Od dziś można testować się w kierunku SARS-CoV-2 także w aptekach. Minister zdrowia Adam Niedzielski przekazał, że na starcie w programie uczestniczą 64 punkty apteczne, w godzinach popołudniowych liczba ta wzrosła do 105. To mniej niż 1 proc. wszystkich placówek tego typu w kraju.
Zgodnie z rozporządzaniem w sprawie wykazu badań diagnostycznych farmaceuta może od dziś wykonać m.in. test antygenowy w kierunku SARS-CoV-2. Testy są opłacane przez Narodowy Fundusz Zdrowia i nie jest na nie potrzebne skierowanie.
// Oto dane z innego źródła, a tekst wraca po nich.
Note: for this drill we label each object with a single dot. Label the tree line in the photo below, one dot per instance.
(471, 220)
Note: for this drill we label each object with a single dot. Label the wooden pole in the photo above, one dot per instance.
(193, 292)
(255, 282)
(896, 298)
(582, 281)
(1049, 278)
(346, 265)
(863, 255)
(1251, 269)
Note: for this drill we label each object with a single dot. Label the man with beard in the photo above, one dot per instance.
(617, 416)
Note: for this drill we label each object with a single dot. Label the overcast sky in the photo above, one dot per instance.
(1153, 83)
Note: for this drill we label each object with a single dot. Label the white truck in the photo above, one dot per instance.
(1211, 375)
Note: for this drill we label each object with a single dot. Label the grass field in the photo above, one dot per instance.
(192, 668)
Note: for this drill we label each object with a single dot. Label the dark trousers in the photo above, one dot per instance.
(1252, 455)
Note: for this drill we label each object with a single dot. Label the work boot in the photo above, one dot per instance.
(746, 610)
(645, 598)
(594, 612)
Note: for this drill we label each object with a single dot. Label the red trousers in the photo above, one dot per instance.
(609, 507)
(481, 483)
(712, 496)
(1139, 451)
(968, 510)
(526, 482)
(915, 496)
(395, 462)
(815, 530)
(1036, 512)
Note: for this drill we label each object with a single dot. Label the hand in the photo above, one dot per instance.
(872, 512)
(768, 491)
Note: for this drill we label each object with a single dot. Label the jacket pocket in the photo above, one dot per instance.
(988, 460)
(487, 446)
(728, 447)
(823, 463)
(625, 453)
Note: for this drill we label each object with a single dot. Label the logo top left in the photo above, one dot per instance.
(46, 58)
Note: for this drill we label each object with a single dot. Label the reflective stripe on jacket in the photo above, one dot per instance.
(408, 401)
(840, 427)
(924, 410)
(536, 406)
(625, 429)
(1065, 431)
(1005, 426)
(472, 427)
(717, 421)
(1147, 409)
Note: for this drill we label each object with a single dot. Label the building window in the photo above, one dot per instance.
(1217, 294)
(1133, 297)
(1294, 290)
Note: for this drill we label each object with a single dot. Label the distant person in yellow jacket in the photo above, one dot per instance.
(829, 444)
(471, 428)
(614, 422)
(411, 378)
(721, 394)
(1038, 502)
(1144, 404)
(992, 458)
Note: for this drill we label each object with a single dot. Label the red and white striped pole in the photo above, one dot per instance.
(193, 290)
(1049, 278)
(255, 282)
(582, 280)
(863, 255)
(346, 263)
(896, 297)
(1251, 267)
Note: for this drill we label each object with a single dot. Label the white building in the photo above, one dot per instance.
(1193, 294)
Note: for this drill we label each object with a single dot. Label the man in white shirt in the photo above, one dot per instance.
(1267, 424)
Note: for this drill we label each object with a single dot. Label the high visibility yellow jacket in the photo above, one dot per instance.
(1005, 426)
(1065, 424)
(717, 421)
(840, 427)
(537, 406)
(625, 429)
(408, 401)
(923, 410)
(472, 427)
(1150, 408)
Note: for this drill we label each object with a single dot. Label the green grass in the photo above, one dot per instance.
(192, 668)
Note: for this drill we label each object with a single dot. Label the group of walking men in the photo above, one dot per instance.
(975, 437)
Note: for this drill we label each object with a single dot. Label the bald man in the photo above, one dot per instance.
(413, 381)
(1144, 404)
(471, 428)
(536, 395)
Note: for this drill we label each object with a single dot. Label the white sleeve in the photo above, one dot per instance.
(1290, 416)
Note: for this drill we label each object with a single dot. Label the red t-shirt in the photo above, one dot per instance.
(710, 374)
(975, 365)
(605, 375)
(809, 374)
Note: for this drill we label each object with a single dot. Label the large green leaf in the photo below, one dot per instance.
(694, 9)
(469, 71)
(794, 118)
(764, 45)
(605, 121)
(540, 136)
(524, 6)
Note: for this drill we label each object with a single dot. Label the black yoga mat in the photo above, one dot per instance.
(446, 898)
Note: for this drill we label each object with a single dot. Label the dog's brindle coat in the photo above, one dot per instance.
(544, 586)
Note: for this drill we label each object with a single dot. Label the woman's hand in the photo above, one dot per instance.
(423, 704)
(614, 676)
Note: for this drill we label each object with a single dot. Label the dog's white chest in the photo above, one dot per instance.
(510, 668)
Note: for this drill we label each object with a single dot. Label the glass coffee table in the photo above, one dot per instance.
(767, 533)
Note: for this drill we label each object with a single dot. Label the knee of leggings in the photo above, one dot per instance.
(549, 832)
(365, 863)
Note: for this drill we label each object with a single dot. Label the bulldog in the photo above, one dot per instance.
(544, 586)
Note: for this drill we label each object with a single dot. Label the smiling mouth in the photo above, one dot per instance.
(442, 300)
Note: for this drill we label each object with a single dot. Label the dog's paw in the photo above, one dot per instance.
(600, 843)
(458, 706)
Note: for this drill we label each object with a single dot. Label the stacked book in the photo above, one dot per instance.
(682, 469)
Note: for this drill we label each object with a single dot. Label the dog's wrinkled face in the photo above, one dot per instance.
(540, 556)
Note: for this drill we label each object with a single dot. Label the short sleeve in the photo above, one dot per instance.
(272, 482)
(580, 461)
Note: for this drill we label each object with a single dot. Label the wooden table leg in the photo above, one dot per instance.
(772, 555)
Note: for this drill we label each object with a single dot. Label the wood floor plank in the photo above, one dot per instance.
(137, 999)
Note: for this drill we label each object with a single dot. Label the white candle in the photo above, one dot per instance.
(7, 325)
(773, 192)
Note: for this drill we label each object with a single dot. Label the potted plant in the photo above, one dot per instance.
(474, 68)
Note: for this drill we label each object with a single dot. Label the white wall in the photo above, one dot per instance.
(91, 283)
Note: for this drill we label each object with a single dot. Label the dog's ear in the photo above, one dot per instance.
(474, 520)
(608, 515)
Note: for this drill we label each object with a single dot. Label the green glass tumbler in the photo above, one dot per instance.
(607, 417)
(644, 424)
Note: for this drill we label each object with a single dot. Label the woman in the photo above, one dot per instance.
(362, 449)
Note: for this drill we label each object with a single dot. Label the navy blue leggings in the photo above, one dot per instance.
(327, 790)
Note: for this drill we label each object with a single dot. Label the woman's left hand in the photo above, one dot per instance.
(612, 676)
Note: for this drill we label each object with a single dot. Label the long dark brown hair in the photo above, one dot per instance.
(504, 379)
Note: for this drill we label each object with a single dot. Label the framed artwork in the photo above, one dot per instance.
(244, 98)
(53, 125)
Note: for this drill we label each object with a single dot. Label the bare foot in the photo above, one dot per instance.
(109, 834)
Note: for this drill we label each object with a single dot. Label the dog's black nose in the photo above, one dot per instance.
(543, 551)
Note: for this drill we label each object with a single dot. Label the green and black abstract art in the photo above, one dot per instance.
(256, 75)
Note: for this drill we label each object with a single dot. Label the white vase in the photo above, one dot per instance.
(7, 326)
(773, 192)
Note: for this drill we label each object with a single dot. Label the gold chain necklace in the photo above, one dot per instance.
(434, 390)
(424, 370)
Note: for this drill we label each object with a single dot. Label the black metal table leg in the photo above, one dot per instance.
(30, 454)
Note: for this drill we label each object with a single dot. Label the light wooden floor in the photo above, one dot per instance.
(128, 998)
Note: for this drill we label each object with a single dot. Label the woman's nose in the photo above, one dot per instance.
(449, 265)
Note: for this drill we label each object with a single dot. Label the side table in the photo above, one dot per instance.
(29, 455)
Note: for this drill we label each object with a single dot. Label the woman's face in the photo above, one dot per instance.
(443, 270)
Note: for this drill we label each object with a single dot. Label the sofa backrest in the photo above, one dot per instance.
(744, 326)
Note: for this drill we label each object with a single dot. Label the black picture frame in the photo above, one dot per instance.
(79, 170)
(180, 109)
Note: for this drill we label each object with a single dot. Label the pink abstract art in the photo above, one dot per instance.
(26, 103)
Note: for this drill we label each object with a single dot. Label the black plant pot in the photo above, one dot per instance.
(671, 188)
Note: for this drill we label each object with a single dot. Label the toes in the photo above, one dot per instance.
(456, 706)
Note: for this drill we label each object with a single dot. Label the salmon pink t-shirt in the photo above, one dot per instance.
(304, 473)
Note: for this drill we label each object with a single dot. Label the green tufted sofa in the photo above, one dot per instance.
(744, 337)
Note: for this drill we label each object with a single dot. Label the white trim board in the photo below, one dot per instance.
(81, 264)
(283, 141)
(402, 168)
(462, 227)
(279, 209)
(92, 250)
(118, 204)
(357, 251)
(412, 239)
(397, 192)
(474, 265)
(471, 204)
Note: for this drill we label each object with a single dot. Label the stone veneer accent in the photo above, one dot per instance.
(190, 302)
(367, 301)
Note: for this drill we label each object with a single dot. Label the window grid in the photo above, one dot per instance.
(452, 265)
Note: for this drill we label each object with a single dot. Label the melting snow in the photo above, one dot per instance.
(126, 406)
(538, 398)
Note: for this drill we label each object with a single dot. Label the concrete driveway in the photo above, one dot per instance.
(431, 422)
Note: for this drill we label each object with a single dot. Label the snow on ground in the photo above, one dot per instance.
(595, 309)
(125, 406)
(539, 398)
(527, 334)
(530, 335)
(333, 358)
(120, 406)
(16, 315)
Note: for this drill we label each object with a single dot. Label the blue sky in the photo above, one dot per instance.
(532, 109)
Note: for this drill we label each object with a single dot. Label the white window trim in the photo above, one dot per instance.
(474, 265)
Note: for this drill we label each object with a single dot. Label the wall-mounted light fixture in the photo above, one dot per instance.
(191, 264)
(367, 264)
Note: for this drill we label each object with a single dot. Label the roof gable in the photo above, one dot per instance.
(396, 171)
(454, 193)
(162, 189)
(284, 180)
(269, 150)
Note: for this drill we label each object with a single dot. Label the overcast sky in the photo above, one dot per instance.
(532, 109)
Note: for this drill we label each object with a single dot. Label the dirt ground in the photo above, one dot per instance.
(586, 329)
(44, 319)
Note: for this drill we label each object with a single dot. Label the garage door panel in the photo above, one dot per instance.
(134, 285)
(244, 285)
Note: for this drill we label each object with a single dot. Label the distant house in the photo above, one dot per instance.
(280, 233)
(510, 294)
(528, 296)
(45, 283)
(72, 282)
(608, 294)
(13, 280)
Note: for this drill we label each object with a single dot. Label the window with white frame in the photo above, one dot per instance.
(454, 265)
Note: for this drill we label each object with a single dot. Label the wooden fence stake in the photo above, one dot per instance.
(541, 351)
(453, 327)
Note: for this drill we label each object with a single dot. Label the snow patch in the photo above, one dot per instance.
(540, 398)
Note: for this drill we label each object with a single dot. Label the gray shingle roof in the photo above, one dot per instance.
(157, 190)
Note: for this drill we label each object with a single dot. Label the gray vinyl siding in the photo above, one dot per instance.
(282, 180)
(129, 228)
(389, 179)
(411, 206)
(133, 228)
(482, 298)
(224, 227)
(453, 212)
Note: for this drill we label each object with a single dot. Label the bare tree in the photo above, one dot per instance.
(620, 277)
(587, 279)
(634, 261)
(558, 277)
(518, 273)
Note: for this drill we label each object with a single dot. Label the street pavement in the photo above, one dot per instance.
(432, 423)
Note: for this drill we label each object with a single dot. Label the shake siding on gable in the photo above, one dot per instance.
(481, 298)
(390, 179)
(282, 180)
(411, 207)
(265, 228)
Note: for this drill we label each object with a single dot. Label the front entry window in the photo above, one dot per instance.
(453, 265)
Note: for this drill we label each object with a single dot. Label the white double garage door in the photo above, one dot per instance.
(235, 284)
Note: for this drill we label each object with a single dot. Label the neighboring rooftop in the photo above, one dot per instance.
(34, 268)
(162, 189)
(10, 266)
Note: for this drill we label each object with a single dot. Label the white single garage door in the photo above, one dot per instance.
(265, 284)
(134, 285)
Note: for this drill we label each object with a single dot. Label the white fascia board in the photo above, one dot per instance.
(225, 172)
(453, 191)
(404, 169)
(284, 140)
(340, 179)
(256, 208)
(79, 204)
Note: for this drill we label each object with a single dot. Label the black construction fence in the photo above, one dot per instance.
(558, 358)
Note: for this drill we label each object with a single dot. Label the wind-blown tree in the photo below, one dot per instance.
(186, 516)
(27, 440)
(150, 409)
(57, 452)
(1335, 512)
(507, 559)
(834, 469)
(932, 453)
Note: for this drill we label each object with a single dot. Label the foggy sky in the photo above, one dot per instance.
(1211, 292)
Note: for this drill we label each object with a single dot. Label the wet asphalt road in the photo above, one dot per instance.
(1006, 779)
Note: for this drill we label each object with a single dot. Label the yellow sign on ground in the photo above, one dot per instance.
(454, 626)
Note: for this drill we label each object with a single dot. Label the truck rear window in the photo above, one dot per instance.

Wykonuje się je w aptekach, które spełniają odpowiednie standardy bezpieczeństwa (m.in. wydzielone pomieszczenie do przeprowadzenia testów). Pacjent otrzymuje wynik za pośrednictwem SMS-a lub przez konto IKP.
"Na starcie programu mamy 64 apteki, w których można wykonać test antygenowy. Kolejne 19 przesłało dokumenty zgłoszeniowe" - poinformował w mediach społecznościowych minister zdrowia Adam Niedzielski. Oznacza to, że na 13 tys. aptek w całej Polsce przetestować się na obecność koronawirusa można w zaledwie 0,5 proc. placówek tego typu.